From the Village Theatre's production of Jesus Christ Superstar (Photo: Jay Koh)

A bit late for Easter but worth seeing nevertheless is the Village Theatre’s production of the rock opera by Andrew Lloyd Webber and Tim Rice, Jesus Christ Superstar (at the Gaudette Theatre in Issaquah through July 3, and at Everett Performing Arts Center July 8 – 31).  With pyrotechnic vocals and contemporary staging, this show is yet another great example of how the Village continues to produce strong musical theatre productions that hold up against those of some of the bigger theaters.

Alternating the lead roles of Jesus and Judas are Michael K. Lee and Aaron C. Finley. Lee, who played Judas at last Friday’s show, is a veteran of Broadway and various international productions. He comes out swinging vocally with a strong, rich voice that seemed to have no upper limit. While I found his acting a bit stiff, his singing more than made up for it.

Finley played Jesus that night, and he pretty much matched Lee in the vocal department. His high notes – and there are several – were just as Adam Lambert-ian as his counterpart’s. (Side note: Apparently Lambert has been interested in playing Judas in a future JCSS revival for a while. Yeah, I’d cast him.) His big aria, Gethsemane, was spot-on, with soaring highs that grabbed you. As with Lee, I found that I was having a difficult time engaging with the character. This could have been completely just my issue, as several times during the performance, at key emotional high points, I could hear sniffles from people nearby. They were clearly more moved than I was.

Oddly enough, the performance I found most engaging was Brandon Whitehead’s King Herod. He first appears on the massage table, and even face-down, he’s a presence. With lipstick, mincing minions, and sparkly wardrobe, he plays Herod somewhere between Nathan Lane and Harvey Fierstein, and his over-the-top “King Herod’s Song” is a total show-stopper. As good as he was, it made me wonder why directors–and audiences–still buy into the “gay = comedy gold” conceit. You would think that would be getting a bit tired by now.

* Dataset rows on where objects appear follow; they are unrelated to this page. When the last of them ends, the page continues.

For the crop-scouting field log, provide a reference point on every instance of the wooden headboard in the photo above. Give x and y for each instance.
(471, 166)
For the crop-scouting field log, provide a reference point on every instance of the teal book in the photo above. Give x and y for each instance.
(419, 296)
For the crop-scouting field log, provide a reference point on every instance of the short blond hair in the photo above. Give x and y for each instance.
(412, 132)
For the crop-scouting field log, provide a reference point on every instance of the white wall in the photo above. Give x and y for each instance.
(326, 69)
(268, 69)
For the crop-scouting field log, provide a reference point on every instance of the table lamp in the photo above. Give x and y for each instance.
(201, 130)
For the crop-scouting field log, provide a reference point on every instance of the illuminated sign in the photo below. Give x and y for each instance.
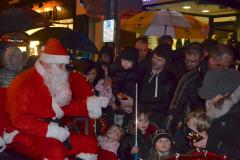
(108, 30)
(147, 2)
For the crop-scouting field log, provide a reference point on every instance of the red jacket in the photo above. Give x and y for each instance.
(29, 101)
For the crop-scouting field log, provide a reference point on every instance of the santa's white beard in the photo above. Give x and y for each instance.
(58, 84)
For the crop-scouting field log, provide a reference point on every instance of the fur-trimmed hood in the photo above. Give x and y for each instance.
(214, 113)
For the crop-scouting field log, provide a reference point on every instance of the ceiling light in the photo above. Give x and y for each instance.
(186, 7)
(205, 11)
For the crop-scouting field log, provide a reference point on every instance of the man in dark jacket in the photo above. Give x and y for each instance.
(144, 55)
(158, 85)
(223, 109)
(186, 95)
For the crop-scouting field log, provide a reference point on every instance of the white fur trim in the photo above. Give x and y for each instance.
(87, 156)
(56, 108)
(57, 132)
(39, 68)
(2, 145)
(8, 137)
(48, 58)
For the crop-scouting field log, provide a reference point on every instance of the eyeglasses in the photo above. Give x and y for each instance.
(193, 136)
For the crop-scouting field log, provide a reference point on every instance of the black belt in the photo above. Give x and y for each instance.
(66, 143)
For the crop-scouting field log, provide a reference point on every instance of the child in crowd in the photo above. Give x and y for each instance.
(161, 145)
(110, 141)
(124, 77)
(144, 135)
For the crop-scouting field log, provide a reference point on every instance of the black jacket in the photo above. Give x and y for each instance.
(124, 80)
(223, 136)
(128, 141)
(186, 96)
(157, 91)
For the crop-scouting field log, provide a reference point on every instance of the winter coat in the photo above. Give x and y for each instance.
(153, 155)
(13, 60)
(124, 81)
(157, 91)
(128, 141)
(223, 136)
(185, 97)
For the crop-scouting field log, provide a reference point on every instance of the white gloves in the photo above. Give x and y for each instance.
(94, 105)
(57, 132)
(8, 137)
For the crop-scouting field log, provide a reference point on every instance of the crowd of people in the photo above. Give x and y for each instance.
(188, 99)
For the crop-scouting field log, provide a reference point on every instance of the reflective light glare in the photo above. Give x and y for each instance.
(59, 8)
(186, 7)
(205, 11)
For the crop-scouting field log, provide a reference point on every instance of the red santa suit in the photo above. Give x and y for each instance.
(30, 103)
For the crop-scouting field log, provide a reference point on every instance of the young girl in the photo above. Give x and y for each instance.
(110, 141)
(161, 145)
(145, 132)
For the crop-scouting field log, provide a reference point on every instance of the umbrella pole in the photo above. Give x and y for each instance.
(165, 29)
(135, 156)
(117, 28)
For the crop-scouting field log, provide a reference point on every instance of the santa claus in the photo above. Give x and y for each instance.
(39, 97)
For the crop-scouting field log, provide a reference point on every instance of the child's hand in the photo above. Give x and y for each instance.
(134, 149)
(120, 95)
(114, 107)
(107, 83)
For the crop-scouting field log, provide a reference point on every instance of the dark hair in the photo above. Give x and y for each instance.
(218, 50)
(165, 39)
(199, 119)
(208, 43)
(107, 51)
(93, 65)
(142, 39)
(194, 48)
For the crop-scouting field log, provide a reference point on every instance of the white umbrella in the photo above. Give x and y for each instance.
(156, 23)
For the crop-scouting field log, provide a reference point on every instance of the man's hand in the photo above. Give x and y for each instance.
(134, 149)
(57, 132)
(95, 105)
(8, 137)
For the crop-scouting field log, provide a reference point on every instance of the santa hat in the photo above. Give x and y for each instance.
(54, 52)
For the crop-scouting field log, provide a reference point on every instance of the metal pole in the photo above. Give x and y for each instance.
(117, 28)
(108, 9)
(136, 112)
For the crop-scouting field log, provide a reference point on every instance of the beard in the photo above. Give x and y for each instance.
(57, 82)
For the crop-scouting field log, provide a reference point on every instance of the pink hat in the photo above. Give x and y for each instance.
(54, 52)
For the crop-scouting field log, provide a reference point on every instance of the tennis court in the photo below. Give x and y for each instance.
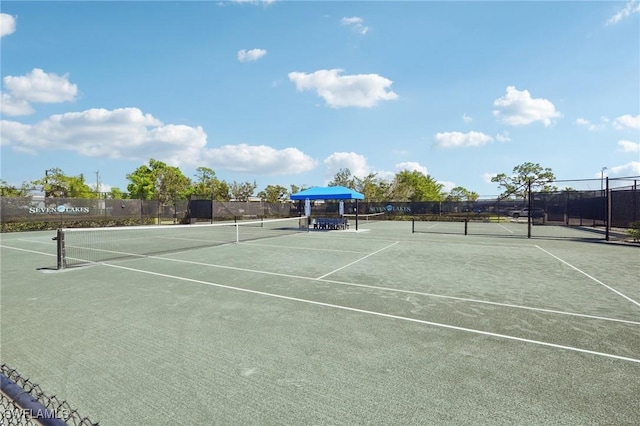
(379, 326)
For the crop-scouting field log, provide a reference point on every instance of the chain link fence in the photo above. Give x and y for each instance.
(25, 403)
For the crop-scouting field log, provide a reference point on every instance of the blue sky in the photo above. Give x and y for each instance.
(284, 92)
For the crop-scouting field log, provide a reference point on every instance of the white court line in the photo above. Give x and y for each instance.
(380, 314)
(504, 227)
(356, 261)
(28, 251)
(373, 287)
(589, 276)
(396, 290)
(251, 243)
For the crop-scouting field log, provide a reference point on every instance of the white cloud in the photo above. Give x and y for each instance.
(503, 137)
(361, 90)
(583, 122)
(131, 134)
(517, 108)
(627, 121)
(356, 163)
(632, 6)
(356, 24)
(629, 169)
(35, 87)
(7, 24)
(251, 55)
(412, 166)
(447, 186)
(459, 139)
(259, 159)
(13, 107)
(486, 177)
(629, 146)
(120, 133)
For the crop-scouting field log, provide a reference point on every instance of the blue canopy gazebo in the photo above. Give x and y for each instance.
(329, 193)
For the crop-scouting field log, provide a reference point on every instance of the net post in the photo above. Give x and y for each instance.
(607, 214)
(530, 205)
(61, 255)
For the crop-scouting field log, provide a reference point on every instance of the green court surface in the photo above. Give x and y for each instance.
(380, 326)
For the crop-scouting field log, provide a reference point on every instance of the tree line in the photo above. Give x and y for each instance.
(167, 184)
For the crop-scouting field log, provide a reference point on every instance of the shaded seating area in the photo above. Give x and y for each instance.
(330, 223)
(328, 193)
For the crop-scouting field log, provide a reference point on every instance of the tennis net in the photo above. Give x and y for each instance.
(78, 246)
(366, 218)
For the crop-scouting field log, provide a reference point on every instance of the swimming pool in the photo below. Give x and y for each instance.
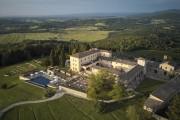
(40, 81)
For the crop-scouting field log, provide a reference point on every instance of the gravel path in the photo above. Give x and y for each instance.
(56, 96)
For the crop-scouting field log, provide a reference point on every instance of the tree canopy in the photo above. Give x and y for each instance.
(174, 108)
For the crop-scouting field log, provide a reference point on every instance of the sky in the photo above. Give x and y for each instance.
(65, 7)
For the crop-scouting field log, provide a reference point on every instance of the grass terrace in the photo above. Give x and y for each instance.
(14, 90)
(72, 108)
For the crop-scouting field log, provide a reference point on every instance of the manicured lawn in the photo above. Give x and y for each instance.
(81, 35)
(149, 85)
(72, 108)
(18, 90)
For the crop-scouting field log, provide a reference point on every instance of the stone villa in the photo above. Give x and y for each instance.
(130, 73)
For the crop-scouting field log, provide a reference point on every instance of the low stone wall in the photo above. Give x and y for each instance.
(158, 117)
(74, 92)
(23, 78)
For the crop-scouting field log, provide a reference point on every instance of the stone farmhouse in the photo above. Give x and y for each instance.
(130, 73)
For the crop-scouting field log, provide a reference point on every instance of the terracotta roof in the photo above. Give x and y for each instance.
(125, 61)
(85, 53)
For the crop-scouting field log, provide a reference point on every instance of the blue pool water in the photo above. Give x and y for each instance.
(41, 81)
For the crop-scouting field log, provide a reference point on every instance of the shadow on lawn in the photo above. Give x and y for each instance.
(110, 107)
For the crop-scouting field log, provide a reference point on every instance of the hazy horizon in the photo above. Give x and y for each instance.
(25, 8)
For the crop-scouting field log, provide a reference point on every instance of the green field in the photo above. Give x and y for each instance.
(72, 108)
(148, 85)
(18, 90)
(80, 35)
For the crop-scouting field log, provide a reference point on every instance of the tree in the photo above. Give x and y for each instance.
(4, 86)
(174, 108)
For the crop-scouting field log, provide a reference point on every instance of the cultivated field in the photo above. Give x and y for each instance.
(18, 90)
(80, 35)
(72, 108)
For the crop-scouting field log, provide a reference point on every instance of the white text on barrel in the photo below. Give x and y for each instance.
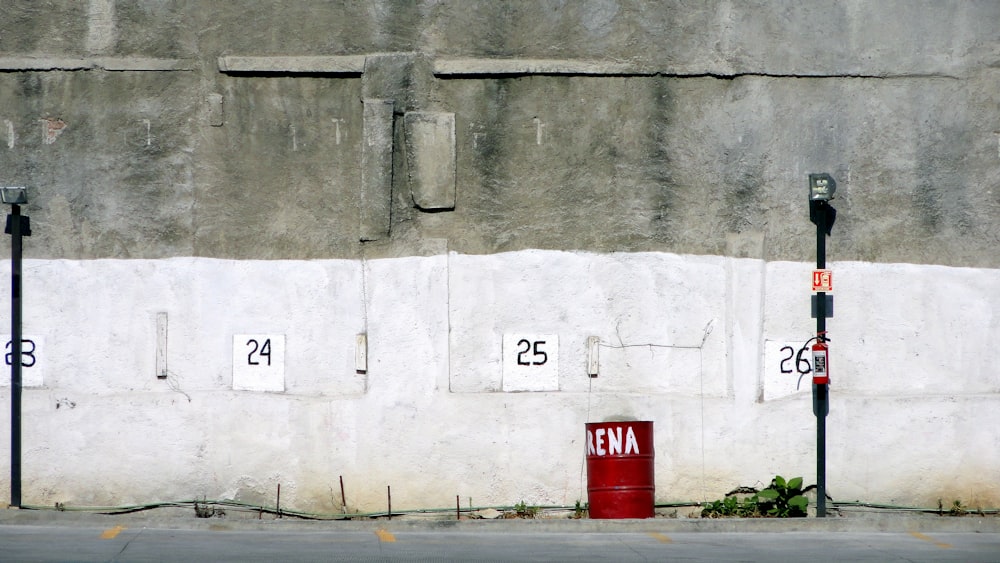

Also (and always) good was Jennifer Paz as Mary Magdalene. She’s a good actor and has the archetypical Eponine/Belle/Kim Broadway voice. Director Brian Yorkey’s choice to place the action in what looked like in the ruins of a contemporary warehouse–with chain link on the outside and Christ-focused tags on the inside–worked for me. Maybe because the music is so 1971, the “set in our time” staging made this production feel less like a period piece. Watching some of the actors scale the proscenium-height chain link (seemingly without harnesses) in the opening scene was thrilling. Apostles = ninjas?